اللَّهُمَّ إِنِّي أَعُوذُ بِكَ أَنْ أَضِلَّ أَوْ أُضَلَّ أَوْ أَزِلَّ أَوْ أُزَلَّ أَوْ أَظْلِمَ أَوْ أُظْلَمَ أَوْ أَجْهَلَ أَوْ يُجْهَلَ عَلَيَّ

 

“Ya Allah, sesungguhnya aku berlindung kepada-Mu dari terjatuh dalam kesesatan atau disesatkan, tergelincir atau digelincirkan, menzalimi atau dizalimi, bodoh atau dibodohi.” (HR. Abu Dawud dari Ummu Salamah x, dinyatakan sahih oleh asy-Syaikh al-Albani; lihat Shahih Abi Dawud, Misykah al-Mashabih 2/783, cetakan ke-2, al-Maktabah al-Islami)

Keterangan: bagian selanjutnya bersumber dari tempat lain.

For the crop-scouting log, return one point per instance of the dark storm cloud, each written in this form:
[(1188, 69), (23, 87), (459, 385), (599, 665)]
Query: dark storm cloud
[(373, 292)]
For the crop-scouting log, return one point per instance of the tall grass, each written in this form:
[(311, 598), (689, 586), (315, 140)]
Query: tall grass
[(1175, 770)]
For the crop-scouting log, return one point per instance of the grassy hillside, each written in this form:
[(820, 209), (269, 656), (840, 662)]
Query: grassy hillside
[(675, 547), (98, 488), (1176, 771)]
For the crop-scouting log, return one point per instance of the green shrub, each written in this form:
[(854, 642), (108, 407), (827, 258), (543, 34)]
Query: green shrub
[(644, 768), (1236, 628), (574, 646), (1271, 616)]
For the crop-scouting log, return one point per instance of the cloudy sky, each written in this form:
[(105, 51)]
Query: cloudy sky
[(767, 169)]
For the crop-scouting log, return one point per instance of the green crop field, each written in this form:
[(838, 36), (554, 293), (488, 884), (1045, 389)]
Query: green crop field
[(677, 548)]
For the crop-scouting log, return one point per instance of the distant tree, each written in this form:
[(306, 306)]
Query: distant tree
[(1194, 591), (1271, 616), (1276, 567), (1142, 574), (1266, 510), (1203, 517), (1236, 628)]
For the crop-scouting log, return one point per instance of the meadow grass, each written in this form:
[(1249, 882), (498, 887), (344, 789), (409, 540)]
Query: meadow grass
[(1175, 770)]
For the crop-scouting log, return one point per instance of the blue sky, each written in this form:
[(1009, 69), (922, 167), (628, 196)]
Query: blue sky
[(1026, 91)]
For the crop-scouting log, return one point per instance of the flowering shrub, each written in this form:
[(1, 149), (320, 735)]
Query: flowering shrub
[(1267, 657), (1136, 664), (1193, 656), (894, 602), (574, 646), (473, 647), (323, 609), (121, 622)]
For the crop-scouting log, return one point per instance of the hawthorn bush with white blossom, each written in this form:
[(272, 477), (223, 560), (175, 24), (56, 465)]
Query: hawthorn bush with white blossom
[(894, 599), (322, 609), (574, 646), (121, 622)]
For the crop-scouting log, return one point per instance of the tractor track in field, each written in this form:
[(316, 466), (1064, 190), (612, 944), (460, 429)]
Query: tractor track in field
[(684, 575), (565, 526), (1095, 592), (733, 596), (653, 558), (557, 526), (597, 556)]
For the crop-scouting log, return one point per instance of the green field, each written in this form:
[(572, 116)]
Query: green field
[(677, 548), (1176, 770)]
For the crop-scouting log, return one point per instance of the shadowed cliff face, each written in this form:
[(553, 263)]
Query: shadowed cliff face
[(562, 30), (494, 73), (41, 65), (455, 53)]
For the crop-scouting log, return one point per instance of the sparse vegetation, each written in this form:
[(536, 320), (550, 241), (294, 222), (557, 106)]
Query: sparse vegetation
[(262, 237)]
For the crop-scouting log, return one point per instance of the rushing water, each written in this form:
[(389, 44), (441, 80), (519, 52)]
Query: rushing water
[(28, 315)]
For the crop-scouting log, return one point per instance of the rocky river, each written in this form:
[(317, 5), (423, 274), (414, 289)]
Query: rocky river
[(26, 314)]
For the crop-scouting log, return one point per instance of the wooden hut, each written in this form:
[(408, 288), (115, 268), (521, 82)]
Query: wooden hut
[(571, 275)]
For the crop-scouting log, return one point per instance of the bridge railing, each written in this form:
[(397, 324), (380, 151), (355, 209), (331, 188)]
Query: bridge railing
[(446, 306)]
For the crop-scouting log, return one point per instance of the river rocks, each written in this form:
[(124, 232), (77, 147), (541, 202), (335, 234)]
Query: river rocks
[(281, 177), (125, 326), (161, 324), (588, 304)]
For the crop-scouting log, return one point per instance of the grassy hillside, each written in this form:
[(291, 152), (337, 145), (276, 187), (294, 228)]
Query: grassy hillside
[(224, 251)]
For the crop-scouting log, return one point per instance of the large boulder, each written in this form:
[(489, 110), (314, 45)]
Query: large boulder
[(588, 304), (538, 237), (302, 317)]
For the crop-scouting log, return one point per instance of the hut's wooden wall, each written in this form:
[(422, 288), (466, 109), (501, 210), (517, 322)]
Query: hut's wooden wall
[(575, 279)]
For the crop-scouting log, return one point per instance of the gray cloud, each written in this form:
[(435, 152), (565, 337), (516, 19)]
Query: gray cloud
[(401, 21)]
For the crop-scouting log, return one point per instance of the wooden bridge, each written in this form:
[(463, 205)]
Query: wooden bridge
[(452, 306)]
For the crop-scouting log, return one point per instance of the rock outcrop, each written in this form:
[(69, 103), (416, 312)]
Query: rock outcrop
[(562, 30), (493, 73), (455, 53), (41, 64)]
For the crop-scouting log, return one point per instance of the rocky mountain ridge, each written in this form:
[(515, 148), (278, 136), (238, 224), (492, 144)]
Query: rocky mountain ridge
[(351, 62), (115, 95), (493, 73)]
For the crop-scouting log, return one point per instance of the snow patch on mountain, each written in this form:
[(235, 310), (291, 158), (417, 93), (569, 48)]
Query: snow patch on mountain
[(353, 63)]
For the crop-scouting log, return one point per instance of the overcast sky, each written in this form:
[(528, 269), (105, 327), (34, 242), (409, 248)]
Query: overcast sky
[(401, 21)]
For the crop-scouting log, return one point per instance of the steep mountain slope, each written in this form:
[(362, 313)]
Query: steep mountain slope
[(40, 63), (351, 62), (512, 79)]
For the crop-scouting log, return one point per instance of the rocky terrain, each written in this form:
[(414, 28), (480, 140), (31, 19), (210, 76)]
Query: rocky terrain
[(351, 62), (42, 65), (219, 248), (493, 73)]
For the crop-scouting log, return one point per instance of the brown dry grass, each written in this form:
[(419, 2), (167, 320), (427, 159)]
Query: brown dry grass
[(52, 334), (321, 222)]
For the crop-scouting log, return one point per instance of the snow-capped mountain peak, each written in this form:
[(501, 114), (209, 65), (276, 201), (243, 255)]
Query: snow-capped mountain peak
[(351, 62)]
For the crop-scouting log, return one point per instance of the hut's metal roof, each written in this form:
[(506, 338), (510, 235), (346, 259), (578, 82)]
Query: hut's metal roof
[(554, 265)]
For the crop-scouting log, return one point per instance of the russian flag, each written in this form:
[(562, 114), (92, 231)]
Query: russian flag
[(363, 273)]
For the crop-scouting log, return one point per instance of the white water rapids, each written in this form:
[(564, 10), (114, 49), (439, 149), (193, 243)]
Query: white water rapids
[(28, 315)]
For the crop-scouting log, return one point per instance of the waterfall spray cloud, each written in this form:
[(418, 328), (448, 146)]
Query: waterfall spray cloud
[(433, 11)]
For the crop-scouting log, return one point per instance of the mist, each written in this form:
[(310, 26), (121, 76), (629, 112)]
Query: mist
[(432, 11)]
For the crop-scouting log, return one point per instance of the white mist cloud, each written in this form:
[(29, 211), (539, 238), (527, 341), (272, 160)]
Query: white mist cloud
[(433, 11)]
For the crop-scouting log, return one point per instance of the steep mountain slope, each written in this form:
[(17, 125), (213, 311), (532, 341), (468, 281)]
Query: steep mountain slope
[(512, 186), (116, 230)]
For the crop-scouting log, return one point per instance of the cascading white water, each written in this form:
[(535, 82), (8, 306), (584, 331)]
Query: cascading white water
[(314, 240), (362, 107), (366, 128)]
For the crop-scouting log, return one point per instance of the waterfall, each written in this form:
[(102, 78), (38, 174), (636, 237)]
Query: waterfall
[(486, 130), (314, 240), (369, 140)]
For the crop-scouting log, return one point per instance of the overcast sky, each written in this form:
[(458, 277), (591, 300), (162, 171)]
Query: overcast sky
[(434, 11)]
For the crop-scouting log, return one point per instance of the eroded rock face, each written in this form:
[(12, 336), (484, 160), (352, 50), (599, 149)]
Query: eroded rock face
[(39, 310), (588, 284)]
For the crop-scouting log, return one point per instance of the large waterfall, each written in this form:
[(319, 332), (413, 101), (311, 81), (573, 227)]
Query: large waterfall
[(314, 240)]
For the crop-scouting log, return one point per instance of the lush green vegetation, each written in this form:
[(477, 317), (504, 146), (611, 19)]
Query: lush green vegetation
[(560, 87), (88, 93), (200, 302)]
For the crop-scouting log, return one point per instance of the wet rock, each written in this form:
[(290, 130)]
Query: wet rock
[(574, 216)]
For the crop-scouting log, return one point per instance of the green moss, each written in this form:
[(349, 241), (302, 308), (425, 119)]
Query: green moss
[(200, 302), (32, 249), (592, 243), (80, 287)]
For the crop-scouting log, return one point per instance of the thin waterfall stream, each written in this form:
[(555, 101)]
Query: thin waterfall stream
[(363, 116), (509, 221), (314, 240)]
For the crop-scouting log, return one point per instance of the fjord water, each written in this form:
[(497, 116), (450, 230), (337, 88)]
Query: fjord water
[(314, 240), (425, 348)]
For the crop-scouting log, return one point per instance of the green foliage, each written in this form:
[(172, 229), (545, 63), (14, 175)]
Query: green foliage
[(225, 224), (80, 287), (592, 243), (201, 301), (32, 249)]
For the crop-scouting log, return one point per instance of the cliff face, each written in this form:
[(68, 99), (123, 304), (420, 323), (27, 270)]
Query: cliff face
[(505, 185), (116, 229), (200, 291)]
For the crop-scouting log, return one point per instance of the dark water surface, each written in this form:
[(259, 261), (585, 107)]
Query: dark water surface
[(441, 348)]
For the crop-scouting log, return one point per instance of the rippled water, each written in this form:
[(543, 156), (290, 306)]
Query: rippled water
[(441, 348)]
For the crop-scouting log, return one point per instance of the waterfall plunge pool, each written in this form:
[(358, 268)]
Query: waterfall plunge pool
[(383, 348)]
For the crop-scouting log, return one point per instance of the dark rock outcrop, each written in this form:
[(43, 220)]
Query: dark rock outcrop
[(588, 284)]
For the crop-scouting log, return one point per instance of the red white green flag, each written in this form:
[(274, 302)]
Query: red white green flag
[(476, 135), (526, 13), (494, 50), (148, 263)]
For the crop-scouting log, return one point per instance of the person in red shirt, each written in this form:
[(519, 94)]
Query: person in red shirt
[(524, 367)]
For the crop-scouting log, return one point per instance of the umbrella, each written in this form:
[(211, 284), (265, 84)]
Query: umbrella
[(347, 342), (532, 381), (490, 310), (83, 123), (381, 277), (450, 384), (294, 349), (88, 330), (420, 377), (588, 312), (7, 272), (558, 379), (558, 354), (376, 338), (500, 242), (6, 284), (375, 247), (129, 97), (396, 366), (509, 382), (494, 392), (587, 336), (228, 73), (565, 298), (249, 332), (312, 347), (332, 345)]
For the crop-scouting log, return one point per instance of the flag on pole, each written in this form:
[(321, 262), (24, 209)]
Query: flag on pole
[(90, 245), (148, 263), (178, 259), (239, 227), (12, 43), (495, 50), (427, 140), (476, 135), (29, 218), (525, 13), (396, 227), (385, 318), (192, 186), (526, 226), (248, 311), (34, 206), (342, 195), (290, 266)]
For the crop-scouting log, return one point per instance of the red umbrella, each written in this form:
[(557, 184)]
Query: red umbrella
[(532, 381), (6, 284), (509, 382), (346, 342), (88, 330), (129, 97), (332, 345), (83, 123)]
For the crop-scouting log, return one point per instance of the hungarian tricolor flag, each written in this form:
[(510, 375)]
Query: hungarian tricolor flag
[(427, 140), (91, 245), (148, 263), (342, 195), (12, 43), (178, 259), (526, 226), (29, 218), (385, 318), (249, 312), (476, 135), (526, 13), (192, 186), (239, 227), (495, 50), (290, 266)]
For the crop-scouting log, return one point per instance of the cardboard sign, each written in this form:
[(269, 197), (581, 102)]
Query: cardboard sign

Makna أّنْ أَضِلَّ ialah menyimpang dari al-haq, berasal dari kata الضَّلَالُ yang bermakna lawan dari petunjuk dan hidayah.

Makna أَوْ أُضِلَّ ialah aku disesatkan oleh orang lain atau aku menyesatkan orang lain.

(Lihat ‘Aunul Ma’bud, 14/296 no. 5083, cetakan Darul Kutub al-Ilmiah)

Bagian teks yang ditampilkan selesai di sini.